Erneut schwerer U-Bahn-Unfall in Bonames zu beklagen
Stellungnahme des Magistrats
Da konkrete Angaben zu Datum, Uhrzeit und Linie nicht gemacht wurden, wurde davon ausgegangen, dass sich die Anregung auf den Unfall vom 14. Mai 2020 mit einem Zug der Linie U2 in Fahrtrichtung Bad Homburg Gonzenheim bezieht. Zu diesem bedauerlichen Unfall mit besagtem Zug der Linie U2 kam es ausschließlich aufgrund von Unachtsamkeit und der Missachtung der STVO (Zeichen 201 Andreaskreuz) durch die verunfallte Person. Ein Verschulden durch den U-Bahn-Fahrer kann ausgeschlossen werden. Generell ist eine Unfallhäufung in Bonames nicht zu beobachten. So sind in den letzten 3 Jahren nur drei Vorkommnisse bekannt geworden, bei denen es sich um Vorfälle im Bereich der U-Bahn-Station Bonames Mitte an unterschiedlichen Örtlichkeiten handelte (Mai 2017, November 2019 und Mai 2020): Mai 2017 Am Fußgängerüberweg in der Station Bonames Mitte missachtete ein Radfahrer die Verkehrssignalanlage (VSA) mit Signalbild Doppelrot und Zeichen 201 der STVO. In der Folge wurde der Radfahrer von der U-Bahn-Linie U2, welche sich in Fahrrichtung Bad Homburg Gonzenheim befand, erfasst.

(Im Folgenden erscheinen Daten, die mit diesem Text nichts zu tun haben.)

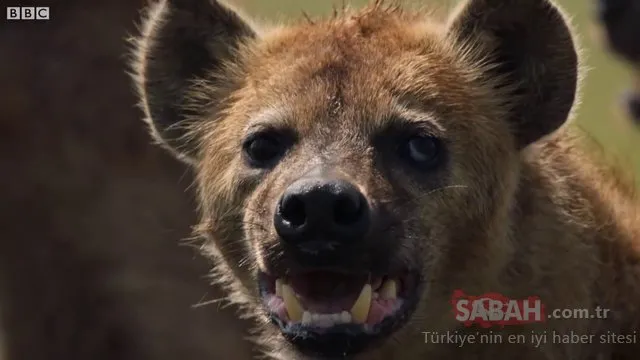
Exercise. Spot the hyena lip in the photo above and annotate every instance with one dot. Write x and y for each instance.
(328, 313)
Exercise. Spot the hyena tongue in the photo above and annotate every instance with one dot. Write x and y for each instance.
(327, 292)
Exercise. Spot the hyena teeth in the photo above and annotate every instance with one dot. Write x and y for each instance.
(389, 290)
(360, 309)
(376, 283)
(325, 320)
(306, 318)
(292, 304)
(345, 317)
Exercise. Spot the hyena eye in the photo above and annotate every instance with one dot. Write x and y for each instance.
(422, 152)
(264, 149)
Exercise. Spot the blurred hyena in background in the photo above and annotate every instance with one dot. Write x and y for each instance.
(91, 213)
(620, 21)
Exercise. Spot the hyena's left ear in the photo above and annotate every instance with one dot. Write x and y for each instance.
(532, 47)
(184, 41)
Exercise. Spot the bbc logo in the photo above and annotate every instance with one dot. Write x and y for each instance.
(27, 13)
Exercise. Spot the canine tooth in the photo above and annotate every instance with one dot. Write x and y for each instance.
(291, 303)
(337, 318)
(360, 308)
(306, 318)
(389, 290)
(345, 317)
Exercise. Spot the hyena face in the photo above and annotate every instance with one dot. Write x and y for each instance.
(350, 170)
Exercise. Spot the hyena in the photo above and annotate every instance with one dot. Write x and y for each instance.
(91, 213)
(354, 171)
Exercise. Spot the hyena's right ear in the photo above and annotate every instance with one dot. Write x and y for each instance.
(184, 41)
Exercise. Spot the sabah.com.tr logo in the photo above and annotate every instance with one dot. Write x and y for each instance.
(493, 309)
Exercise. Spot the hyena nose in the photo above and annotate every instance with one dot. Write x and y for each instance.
(317, 209)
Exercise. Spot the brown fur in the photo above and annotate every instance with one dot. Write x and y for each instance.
(522, 208)
(92, 214)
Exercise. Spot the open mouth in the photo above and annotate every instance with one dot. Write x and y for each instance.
(332, 313)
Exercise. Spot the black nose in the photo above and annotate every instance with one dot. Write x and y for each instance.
(317, 209)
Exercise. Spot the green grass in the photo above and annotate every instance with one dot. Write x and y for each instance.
(600, 113)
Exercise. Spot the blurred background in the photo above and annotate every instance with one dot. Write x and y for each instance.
(92, 215)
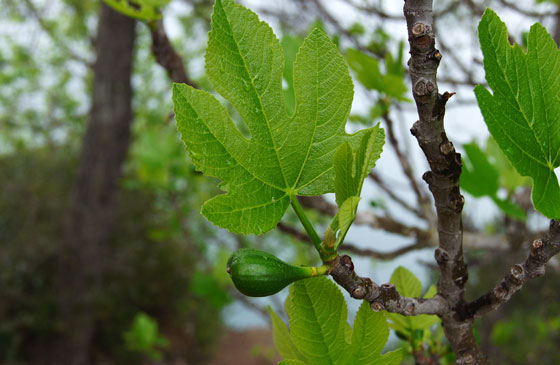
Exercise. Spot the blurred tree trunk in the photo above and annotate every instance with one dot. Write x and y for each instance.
(88, 225)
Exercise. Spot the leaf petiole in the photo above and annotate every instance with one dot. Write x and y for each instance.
(317, 242)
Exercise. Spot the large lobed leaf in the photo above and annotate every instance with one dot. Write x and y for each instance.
(408, 285)
(286, 155)
(523, 113)
(319, 333)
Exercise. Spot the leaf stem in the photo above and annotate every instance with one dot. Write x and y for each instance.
(317, 242)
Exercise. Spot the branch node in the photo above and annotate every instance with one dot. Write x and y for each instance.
(427, 177)
(347, 262)
(409, 309)
(446, 148)
(517, 272)
(457, 203)
(359, 292)
(418, 29)
(420, 87)
(441, 255)
(537, 244)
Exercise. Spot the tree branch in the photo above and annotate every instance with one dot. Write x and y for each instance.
(422, 200)
(443, 179)
(542, 250)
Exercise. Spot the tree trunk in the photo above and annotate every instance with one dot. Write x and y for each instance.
(88, 225)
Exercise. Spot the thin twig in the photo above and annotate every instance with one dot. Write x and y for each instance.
(542, 250)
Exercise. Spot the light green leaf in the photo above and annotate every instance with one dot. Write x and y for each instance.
(347, 214)
(431, 292)
(368, 72)
(319, 333)
(369, 337)
(351, 169)
(317, 320)
(285, 156)
(146, 10)
(282, 339)
(290, 45)
(523, 113)
(344, 185)
(348, 333)
(509, 177)
(478, 177)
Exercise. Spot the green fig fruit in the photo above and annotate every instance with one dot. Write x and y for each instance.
(259, 274)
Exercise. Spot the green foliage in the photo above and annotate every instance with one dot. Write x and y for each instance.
(147, 10)
(523, 114)
(509, 177)
(144, 337)
(351, 169)
(285, 156)
(480, 177)
(367, 69)
(319, 332)
(408, 285)
(290, 46)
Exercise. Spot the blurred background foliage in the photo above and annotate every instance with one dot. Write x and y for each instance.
(165, 287)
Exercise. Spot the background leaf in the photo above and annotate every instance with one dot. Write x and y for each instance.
(479, 177)
(523, 114)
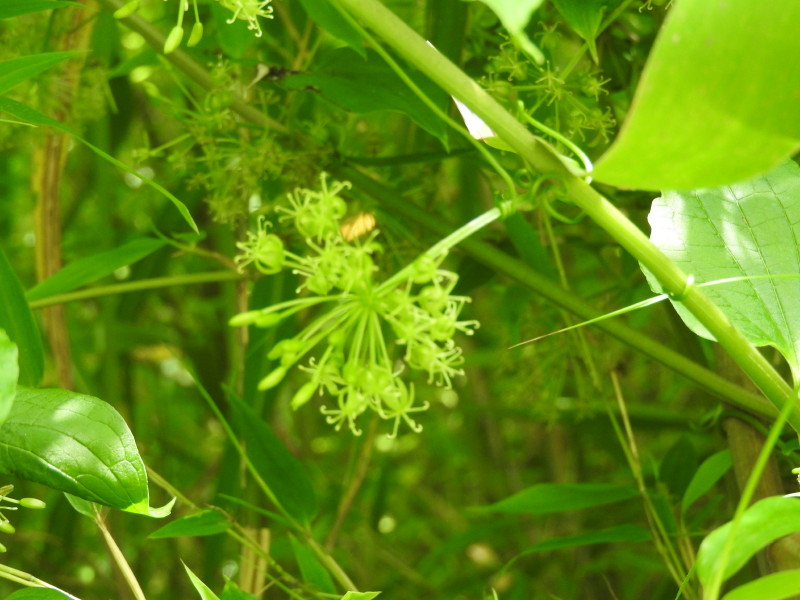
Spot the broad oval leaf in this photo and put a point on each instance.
(775, 586)
(76, 444)
(15, 8)
(17, 321)
(9, 374)
(92, 268)
(761, 524)
(205, 522)
(364, 86)
(546, 498)
(749, 229)
(15, 71)
(717, 101)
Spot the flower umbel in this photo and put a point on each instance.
(355, 341)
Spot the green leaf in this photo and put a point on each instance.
(585, 17)
(15, 71)
(92, 268)
(279, 468)
(36, 594)
(15, 8)
(622, 533)
(364, 86)
(29, 115)
(205, 522)
(76, 444)
(326, 16)
(514, 15)
(9, 374)
(310, 568)
(748, 229)
(232, 592)
(546, 498)
(717, 101)
(202, 589)
(17, 321)
(710, 471)
(775, 586)
(761, 524)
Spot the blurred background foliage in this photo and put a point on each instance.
(397, 514)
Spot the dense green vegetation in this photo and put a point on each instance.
(274, 308)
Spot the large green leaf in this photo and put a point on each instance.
(364, 86)
(76, 444)
(279, 468)
(17, 321)
(546, 498)
(761, 524)
(514, 15)
(718, 99)
(202, 523)
(747, 229)
(14, 8)
(15, 71)
(92, 268)
(27, 114)
(9, 374)
(775, 586)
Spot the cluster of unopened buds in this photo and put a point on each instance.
(348, 348)
(246, 10)
(5, 524)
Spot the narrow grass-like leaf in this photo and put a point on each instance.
(205, 522)
(514, 15)
(202, 589)
(717, 101)
(546, 498)
(623, 533)
(279, 468)
(749, 229)
(17, 321)
(310, 568)
(327, 17)
(708, 473)
(761, 524)
(775, 586)
(76, 444)
(364, 86)
(15, 8)
(92, 268)
(9, 374)
(29, 115)
(16, 70)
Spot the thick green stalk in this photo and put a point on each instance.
(408, 44)
(515, 269)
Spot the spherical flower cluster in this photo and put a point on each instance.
(352, 346)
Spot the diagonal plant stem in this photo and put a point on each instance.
(412, 47)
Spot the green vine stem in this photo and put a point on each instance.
(408, 44)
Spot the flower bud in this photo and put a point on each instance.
(173, 39)
(303, 395)
(196, 35)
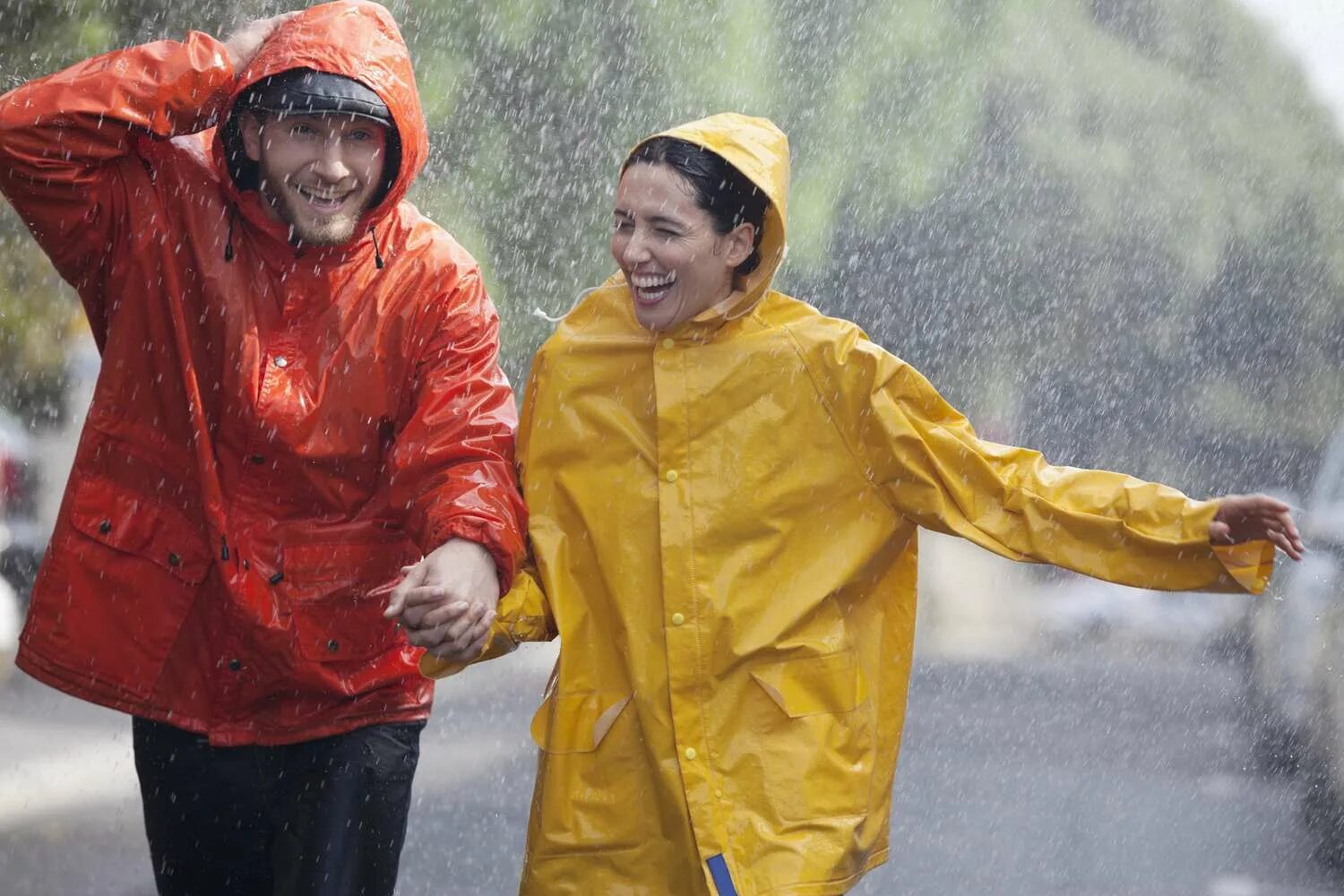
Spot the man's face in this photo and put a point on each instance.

November 2019 In Höhe "Auf der Steinernen Straße" lag ein angetrunkener Bürger im Gleisbereich. Hier konnte dank der umsichtigen Handlungsweise zweier U-Bahn-Fahrer schlimmeres und ein Unfall verhindert werden. Zu der Vermutung, dass auf der Strecke zu hohe Geschwindigkeiten gefahren würden, ist festzustellen, dass eine Stadtbahnlinie generell den Zweck hat, Fahrgäste schnell von A nach B zu befördern. In dem besagten langgezogenen Gleisbogen ist eine ausreichende Streckensicht für das Fahrpersonal der U-Bahnen gegeben. Eine Reduzierung der zulässigen Höchstgeschwindigkeit würde eine Fahrzeitenverlängerung und somit eine Verringerung der Attraktivität des ÖPNV - nicht zuletzt auch durch ausfallende Anschlussbeziehungen zu anderen Verkehrsträgern - bedeuten.